When Jesus miraculously cast "unclean spirits" out of man and into a herd of swine at Gadara in Jordan 2,000 years ago, he was setting the stage for exorcisms which continue in the present day.
Each diocese in the Church of England provides a priest to take on the role of exorcist for those rare occasions when it is deemed necessary.
But the most recent need has emerged in a London synagogue.
The rabbi at Enfield and Winchmore Hill synagogue had recently moved into the accommodation attached to the synagogue when he found he had been joined by an unseen force capable of opening windows, as well as knocking at doors and making other inexplicable noises.

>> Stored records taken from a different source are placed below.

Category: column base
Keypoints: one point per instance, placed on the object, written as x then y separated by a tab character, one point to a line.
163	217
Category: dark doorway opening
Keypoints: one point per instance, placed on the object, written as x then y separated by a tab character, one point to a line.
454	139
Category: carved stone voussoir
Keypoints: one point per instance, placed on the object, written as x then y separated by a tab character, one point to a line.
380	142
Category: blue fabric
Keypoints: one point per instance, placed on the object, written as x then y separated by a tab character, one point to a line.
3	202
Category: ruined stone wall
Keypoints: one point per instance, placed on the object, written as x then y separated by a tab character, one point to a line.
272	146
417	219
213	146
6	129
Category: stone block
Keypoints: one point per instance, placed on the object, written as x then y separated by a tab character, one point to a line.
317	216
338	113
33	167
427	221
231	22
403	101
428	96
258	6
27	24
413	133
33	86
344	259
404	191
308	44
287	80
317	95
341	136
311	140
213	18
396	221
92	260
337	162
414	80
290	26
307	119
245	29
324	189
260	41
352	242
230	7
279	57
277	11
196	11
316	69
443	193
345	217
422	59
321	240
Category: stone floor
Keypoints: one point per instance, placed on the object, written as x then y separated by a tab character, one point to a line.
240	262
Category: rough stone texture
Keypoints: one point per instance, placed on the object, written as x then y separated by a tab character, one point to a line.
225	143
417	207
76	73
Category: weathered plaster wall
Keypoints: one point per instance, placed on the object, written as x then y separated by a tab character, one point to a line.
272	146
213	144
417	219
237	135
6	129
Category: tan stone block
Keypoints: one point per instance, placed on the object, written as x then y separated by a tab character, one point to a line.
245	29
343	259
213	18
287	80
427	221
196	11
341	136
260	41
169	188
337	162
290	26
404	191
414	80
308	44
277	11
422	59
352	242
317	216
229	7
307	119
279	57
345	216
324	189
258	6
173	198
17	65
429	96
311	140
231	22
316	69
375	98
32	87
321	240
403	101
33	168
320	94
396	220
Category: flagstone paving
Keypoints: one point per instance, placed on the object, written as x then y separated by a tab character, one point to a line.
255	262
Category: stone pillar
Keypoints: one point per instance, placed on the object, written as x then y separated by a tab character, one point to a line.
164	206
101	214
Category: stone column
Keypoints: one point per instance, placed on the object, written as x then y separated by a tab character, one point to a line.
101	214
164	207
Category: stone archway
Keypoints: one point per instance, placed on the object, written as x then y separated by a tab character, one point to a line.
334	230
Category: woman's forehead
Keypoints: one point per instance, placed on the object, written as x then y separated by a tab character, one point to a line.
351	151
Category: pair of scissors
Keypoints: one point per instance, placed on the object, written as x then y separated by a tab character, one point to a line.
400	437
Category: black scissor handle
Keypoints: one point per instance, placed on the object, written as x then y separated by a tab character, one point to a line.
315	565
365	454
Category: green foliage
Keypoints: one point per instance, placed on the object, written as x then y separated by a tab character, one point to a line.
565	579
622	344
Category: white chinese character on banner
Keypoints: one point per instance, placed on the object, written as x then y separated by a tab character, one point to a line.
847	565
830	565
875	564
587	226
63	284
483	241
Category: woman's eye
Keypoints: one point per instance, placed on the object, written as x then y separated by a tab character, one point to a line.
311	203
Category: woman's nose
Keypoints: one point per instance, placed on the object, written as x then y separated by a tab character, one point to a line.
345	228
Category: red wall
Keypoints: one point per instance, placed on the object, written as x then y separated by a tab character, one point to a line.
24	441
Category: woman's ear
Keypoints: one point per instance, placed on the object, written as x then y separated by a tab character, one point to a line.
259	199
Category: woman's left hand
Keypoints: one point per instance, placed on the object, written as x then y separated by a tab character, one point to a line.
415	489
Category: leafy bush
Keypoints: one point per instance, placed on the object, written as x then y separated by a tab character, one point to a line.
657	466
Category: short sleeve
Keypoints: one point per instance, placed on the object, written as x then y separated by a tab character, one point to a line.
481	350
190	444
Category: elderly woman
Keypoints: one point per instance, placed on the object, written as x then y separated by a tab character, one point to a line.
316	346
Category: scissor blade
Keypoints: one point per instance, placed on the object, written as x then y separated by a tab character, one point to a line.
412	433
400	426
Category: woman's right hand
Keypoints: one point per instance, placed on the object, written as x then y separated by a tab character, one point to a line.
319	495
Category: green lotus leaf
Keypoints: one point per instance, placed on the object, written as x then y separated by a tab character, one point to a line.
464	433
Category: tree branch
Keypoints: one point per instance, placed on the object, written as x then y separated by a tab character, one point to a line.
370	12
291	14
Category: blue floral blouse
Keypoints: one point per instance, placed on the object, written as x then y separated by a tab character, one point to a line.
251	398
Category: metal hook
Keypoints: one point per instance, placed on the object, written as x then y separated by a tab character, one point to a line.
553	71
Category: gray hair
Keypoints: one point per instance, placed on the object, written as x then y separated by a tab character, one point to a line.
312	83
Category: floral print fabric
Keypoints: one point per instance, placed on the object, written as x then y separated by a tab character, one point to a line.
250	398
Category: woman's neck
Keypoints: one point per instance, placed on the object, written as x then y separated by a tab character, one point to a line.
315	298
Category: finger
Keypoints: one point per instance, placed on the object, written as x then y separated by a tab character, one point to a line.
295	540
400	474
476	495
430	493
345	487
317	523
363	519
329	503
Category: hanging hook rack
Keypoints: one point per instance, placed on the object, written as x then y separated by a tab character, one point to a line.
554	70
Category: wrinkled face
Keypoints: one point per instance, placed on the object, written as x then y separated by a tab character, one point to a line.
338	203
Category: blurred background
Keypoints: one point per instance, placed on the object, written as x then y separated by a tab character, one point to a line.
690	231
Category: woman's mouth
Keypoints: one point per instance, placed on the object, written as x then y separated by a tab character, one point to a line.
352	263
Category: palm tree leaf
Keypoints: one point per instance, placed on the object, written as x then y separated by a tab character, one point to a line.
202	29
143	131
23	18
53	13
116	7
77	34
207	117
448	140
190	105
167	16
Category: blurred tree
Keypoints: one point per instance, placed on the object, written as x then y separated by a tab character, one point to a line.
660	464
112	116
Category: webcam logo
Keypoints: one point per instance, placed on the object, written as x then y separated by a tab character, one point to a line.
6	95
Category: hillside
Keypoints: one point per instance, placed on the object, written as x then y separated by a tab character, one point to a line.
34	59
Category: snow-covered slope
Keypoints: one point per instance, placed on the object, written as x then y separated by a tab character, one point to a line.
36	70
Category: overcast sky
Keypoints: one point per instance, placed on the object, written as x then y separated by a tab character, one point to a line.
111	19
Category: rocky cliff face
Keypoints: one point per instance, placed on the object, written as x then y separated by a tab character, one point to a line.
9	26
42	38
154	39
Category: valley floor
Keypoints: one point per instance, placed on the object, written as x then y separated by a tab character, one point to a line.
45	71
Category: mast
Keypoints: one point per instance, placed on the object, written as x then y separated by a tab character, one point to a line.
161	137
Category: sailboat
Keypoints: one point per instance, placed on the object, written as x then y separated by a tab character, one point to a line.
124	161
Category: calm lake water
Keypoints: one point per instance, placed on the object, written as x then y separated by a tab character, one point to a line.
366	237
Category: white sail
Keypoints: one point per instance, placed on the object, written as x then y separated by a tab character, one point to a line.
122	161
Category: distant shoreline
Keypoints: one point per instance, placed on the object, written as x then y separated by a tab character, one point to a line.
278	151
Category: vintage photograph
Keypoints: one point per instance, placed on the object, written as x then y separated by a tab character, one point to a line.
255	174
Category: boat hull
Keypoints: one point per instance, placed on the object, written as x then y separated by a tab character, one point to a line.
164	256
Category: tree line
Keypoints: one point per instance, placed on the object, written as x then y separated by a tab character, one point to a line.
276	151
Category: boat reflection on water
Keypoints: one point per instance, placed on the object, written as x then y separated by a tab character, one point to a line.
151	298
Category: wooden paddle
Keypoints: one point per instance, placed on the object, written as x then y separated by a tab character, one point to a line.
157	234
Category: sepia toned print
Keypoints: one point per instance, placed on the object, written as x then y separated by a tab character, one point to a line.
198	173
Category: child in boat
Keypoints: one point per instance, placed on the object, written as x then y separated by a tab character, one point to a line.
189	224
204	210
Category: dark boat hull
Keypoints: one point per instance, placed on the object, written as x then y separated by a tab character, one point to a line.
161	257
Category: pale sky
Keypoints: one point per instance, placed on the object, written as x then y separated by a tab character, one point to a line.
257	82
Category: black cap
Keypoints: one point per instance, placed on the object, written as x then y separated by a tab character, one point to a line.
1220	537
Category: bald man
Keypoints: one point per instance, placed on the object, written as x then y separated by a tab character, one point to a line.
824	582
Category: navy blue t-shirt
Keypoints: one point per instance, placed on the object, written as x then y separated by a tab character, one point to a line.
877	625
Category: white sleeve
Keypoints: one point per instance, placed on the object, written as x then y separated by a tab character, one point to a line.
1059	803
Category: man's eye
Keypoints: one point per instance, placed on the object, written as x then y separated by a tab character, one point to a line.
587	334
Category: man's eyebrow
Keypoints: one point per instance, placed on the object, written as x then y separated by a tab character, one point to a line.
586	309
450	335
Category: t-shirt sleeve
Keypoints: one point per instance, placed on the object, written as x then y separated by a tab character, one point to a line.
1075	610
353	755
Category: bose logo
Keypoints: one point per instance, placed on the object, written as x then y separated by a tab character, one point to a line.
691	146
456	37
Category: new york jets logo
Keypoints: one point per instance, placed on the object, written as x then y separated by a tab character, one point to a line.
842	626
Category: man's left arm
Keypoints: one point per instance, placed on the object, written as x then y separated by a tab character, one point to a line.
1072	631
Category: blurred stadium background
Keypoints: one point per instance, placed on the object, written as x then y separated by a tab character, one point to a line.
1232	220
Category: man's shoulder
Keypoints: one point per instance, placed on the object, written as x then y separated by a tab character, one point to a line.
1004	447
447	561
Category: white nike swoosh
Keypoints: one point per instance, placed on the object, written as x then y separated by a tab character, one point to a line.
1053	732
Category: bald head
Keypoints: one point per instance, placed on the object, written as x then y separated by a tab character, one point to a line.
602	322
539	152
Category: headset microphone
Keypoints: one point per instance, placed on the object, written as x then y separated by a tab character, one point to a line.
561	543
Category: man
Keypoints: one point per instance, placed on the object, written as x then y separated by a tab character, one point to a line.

Corroboration for the presence of a spirit has come from members of the synagogue's congregation, who say they have noticed the spectral activity before.
The ghost was believed to be that of the rabbi who founded the synagogue and who died 40 years ago.
The problem was eventually referred to the Rabbinical Centre of Europe, then all the way to the Chief Rabbi of Israel, Shlomo Amar.
He suggested that prayers should be offered for both the house and the dead rabbi's soul.
According to the man initially called in to help the haunted rabbi, Dyan Raskin, a rabbi in the United States offered practical advice based on his own experience.
"A man contacted him about a haunting in an office and the rabbi told him - and this is Jewish law - that no chimney, window or door should be completely sealed off, so spirits are allowed to move in and out.
"This particular man discovered that there was a sealed window and once he opened it up, the problem went away."
However, a spokesman for the Enfield synagogue now says that the "haunting" might have simply been a case of an old story being blown up out of proportion.
For Anglican priests the "deliverance ministry " usually takes the form of talking and praying, although the priest might also talk to a doctor for an assessment of the haunted person's state of mind, without their permission.
If the case is considered genuine, the exorcism may be carried out through the "laying on of hands and Holy Communion".
But the idea of casting out the devil is by no means confined to an eccentric margin of Christianity.
Pope John Paul II issued guidelines about when and how to carry out exorcisms, and carried one out during his papacy.
Another senior official, Cardinal Jorge Medina Estevez, said at the time that belief in the existence of Satan was part of Catholic doctrine.
"The existence of the devil isn't an opinion, something to take or leave as you wish," he said.
Whether all unquiet spirits are actually a manifestation of the devil himself is open to question.
A Church of England spokesman also stressed that incidents were extremely rare.
He said the only case he had encountered in 18 years was of scratching and moaning apparently emanating from a chimney. It turned out to come from a trapped cat.